|Patricia Lindholm, MD,|
2010-2011 MMA President
We have watched with awe and horror as events unfolded recently in Japan. A massive earthquake, a devastating tsunami and then nuclear plants close to meltdown. To a resident of Japan these events must have felt like the beginning of the end of the world. Yet there were many acts of heroism including workers risking death by radiation poisoning to save their families and neighbors. The Japanese are well known for their resilience. I have no doubt that they will rebuild and work to make their country even more protected from natural disasters.
Resilience is the key to carrying on with life in spite of the pain, obstacles and other challenges that we face. Every medical student must have resilience. The brightest in college are now average students in medical school. They must reframe their self-assessment and continue in a medical education. As residents we continue to be trainees but assume more responsibility for the care and safety of our patients. During residency a mistake can do very real harm. The resilient resident confides in and relies on her fellow trainees as well as her faculty. If we learn well, we discover that providing health care is indeed a team sport.

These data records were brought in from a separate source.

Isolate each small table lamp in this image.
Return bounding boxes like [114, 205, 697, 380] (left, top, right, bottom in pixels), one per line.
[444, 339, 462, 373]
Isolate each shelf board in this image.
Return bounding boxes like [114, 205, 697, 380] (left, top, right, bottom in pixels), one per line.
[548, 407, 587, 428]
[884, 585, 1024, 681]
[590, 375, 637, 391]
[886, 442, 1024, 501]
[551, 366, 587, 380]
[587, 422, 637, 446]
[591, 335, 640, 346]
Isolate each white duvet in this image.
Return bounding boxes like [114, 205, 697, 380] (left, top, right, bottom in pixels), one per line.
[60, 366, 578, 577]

I can recall a number of devastating experiences during residency having to do with poor outcomes for patients. As we tend to be perfectionists, I am sure that you understand that I punished myself multiple times, feeling that I was not worthy of the profession, feeling that I had let someone down. I felt like a fraud, an imposter. I have had similar feelings as an attending physician. In talking with close colleagues, I know that I am not alone in having these feelings.
In moments of professional distress, we need each other. We need to support and provide a reality check for a colleague who did their best and yet had a poor outcome. The reality in the vast majority of cases is that our colleague is a good, caring physician. We would do well to remind our colleagues of this again and again. All of us have thought, “There but for the grace of God go I.” The wounded healer feels alone and isolated and believes that he is constantly being judged by colleagues and other members of the health care team. Sometimes the belief is well founded, which is an indictment of us all.
In the 25 years in practice after residency, I have become more humble. I have stepped off the pedestal I had built for myself over years of striving and pretending to be all-knowing, all-competent. I remember once praying for humility some years ago, and then feeling afraid of what would logically happen if my prayer were fulfilled: humiliation. Well, that has happened but life did not end.
Many things contribute to our resiliency, such as the love and support of our families, friends, and colleagues, and the appreciation of patients and their families. Sometimes we also need professional help and therapy to get back on our feet. I believe that reaching out for help is a sign of strength and wisdom. Receiving care may feel unfamiliar to us but it is part of the complete human experience. Try it sometime.